Sing me Back Home: Songwriting Etnografico e Politica della Lingua Sarda

Departmental News

Posted:  Feb 13, 2025 - 12:00pm

UNM Associate Professor, singer-songwriter and anthropologist Dr. Kristina Jacobsen has just published the definitive Italian translation of her book, Sing me Back Home: Songwriting Etnografico e Politica della Lingua Sarda, with NeoClassica Press in Rome, Italy. It was translated by Antonio Gambacorta and features original songs inspired by ethnographic fieldwork on the Italian semi-sovereign island of Sardinia. Jacobsen will be touring with the book in a series of combined book reading-concerts on the Italian island of Sardinia and in mainland Italy, this spring and summer.
About the book

Set on the Italian island of Sardinia, Sing Me Back Home explores language and culture through songwriting as an ethnographic method. Based on thirteen months of ethnographic fieldwork writing songs with Sardinian musicians, artisans, shepherds, poets, and language activists, Kristina Jacobsen asks: How are Sardinian lives and language ideologies narrated against the backdrop of American music?

The book shows how Sardinian musicians sing their own history between the lines. It reveals how Sardinian songs become a site of transduction where, through the process of songwriting, recording, and performance, the energy from one genre of music and lingua-culture is harnessed to signal another one much closer to home.

Sing Me Back Home is accompanied by original songs written and recorded in the field, with links to songs in each chapter. It includes songwriting prompts and lyrics, a glossary of key terms, and photographs from the field. Drawing on work from critical collaborative research, auto-ethnography, public anthropology, arts-based research, and ethnographic poetry, this sensory ethnography offers new ways for us to hear culture through stories and songs.

This multi-sensory ethnography invites readers and listeners to discover the Italian island of Sardinia through storytelling, music, and song.

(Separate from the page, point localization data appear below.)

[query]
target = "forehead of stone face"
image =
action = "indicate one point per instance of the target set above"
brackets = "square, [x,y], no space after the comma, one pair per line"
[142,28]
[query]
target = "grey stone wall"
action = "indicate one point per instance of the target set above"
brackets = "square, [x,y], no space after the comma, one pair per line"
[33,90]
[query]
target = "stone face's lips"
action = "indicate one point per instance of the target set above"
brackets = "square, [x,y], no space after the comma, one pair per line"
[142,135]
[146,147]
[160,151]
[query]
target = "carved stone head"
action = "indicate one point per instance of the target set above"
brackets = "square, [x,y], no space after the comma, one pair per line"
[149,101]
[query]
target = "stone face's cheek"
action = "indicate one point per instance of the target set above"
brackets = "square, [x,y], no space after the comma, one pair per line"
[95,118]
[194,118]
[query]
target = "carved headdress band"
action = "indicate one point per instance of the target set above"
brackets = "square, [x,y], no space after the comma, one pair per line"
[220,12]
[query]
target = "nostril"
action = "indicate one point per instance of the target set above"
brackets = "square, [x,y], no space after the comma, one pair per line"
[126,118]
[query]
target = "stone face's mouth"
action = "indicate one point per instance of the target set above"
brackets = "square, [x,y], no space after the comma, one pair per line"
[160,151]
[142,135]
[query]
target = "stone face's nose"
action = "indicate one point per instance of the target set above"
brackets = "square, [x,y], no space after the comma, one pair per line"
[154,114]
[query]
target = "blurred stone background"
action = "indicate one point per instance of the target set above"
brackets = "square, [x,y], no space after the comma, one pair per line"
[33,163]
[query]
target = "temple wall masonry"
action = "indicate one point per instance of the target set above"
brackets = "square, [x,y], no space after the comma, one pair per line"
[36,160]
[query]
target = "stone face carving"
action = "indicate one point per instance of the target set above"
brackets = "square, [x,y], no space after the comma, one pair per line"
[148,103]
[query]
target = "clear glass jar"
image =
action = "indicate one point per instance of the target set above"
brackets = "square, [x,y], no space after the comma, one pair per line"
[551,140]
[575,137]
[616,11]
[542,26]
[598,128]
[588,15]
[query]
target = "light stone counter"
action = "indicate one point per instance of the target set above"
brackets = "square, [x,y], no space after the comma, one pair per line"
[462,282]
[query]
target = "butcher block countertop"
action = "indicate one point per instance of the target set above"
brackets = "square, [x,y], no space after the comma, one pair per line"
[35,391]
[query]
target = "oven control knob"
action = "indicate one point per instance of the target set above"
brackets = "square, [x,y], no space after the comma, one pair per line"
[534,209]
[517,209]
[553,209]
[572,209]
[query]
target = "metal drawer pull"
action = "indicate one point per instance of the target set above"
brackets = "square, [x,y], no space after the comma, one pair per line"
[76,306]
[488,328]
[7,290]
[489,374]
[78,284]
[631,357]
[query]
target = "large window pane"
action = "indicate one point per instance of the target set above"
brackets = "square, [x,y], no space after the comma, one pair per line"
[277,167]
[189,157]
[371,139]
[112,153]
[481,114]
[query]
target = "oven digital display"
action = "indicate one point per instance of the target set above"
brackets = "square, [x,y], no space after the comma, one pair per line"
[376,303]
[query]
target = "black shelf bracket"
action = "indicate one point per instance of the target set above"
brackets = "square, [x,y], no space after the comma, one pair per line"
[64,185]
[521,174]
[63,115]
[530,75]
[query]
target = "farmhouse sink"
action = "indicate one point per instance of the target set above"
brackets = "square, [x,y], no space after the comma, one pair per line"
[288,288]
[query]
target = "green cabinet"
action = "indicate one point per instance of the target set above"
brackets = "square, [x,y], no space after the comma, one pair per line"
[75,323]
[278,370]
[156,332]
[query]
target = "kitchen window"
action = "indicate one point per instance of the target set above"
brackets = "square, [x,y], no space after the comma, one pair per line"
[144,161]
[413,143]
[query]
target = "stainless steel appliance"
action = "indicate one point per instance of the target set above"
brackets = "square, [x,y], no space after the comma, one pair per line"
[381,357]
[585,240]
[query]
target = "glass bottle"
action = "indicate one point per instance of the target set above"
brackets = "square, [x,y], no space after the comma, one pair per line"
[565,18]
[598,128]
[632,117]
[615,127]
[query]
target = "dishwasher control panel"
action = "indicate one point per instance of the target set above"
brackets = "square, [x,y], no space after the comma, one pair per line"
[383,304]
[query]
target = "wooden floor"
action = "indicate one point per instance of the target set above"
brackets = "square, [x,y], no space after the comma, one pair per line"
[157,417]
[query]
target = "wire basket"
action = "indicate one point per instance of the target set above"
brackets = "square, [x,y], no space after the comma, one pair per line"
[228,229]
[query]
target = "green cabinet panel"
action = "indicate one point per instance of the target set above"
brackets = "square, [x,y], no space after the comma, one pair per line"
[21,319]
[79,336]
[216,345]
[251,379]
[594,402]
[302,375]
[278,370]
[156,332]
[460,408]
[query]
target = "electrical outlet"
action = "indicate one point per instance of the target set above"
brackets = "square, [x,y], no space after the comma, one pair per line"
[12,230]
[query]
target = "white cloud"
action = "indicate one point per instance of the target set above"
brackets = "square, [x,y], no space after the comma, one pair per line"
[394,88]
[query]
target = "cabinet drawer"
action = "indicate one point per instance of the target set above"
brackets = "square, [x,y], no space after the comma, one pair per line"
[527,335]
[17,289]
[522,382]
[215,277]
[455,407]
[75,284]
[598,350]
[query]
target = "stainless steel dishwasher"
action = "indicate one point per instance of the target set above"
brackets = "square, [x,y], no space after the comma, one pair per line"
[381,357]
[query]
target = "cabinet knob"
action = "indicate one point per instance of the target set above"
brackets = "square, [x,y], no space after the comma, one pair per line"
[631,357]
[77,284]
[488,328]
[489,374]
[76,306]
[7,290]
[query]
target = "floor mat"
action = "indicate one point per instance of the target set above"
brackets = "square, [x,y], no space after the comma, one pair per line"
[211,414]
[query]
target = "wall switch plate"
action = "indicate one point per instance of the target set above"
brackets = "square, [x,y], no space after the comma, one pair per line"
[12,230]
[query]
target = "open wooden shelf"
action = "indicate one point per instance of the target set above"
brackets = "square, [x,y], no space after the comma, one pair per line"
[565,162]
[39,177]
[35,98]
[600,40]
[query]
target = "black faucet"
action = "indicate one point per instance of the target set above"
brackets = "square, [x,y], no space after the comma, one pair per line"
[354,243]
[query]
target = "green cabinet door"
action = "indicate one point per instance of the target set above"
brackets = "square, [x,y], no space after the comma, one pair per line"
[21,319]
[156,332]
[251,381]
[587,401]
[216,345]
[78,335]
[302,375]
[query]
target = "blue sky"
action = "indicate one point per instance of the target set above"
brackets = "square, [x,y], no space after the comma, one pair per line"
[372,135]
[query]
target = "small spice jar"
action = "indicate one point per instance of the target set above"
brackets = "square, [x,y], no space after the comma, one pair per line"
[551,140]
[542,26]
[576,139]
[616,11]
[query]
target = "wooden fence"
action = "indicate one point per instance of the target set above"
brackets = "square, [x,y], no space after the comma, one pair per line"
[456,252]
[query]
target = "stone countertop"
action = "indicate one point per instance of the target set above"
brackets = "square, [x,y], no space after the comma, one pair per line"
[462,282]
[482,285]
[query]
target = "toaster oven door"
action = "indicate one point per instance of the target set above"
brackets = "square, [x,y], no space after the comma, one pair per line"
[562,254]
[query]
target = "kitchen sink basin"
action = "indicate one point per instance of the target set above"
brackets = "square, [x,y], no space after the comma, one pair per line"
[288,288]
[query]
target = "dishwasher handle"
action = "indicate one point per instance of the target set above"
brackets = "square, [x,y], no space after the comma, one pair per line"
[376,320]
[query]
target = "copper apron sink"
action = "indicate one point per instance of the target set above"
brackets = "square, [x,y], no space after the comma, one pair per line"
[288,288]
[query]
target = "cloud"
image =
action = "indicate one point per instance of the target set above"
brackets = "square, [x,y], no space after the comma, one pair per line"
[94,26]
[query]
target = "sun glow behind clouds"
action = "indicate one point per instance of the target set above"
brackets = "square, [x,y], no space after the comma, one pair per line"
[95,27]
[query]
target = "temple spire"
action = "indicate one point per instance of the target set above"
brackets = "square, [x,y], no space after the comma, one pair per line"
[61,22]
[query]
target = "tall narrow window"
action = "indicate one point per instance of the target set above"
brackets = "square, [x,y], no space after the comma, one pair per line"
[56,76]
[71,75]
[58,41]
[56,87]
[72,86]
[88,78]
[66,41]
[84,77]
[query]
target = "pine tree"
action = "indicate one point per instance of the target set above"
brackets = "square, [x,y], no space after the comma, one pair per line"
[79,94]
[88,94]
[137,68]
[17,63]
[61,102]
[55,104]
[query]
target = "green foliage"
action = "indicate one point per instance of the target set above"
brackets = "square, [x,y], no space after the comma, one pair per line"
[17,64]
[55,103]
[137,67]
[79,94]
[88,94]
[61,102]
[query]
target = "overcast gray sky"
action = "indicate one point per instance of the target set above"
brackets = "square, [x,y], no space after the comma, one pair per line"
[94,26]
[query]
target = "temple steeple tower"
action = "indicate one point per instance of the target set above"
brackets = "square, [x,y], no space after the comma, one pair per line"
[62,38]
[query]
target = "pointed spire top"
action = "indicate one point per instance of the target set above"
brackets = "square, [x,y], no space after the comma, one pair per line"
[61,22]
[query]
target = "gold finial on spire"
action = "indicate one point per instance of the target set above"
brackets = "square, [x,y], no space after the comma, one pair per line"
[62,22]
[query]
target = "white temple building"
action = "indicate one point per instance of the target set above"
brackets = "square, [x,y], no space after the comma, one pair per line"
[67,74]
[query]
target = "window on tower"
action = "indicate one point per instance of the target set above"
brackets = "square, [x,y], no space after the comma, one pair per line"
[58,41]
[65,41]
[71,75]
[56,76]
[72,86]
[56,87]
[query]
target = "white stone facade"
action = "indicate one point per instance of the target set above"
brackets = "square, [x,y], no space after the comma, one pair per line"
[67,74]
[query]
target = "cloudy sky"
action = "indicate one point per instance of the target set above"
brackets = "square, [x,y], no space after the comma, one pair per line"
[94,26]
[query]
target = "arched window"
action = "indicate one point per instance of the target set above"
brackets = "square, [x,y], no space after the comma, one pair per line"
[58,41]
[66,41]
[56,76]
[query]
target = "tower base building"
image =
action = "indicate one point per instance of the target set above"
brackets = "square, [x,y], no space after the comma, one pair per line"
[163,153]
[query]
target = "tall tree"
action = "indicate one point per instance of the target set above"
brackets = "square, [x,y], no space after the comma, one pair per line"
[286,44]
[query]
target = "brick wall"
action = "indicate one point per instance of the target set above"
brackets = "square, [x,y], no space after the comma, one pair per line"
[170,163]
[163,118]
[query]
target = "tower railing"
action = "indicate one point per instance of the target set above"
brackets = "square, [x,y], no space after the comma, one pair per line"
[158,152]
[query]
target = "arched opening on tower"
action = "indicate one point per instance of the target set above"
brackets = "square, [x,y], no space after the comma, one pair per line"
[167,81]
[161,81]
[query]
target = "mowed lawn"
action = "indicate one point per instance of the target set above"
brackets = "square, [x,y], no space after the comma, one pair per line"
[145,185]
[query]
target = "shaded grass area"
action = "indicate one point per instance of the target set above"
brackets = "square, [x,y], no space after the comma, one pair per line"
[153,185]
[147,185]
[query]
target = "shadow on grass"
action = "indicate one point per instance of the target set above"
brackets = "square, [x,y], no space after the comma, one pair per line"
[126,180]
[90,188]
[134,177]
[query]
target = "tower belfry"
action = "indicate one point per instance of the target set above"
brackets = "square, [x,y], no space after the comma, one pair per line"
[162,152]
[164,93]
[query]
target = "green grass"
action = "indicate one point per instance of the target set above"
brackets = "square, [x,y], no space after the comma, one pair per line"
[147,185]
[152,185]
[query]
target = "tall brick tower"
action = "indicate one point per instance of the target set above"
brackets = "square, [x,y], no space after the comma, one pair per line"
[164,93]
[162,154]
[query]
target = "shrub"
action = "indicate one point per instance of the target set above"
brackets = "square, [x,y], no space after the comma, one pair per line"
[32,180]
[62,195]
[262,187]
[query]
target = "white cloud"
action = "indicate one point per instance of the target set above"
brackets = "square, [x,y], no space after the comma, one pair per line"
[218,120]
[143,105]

What the Critics are Saying:

Sing Me Back Home demonstrates the strength and efficiency of ethnographic songwriting as a research tool. Jacobsen offers a rich and original interpretation of Sardinia’s contemporary linguistic dynamics and music culture.”

Ignazio Macchiarella, University of Cagliari (Sardinia, Italy)

“Through this rich and detailed account, Jacobsen presents an ethically meaningful model for how researchers might conduct fieldwork through the collaborative co-creation of artistic works. A fascinating and essential read for creative ethnographers and the fields of anthropology and ethnomusicology.”

Kael Reid, York University

“Jacobsen delivers a brilliant ethnography. Through her sensuous descriptions of Sardinian social life, she offers us a new way to explore the hidden dimensions of language, song, and culture. This soulful work is destined to become an anthropological classic.”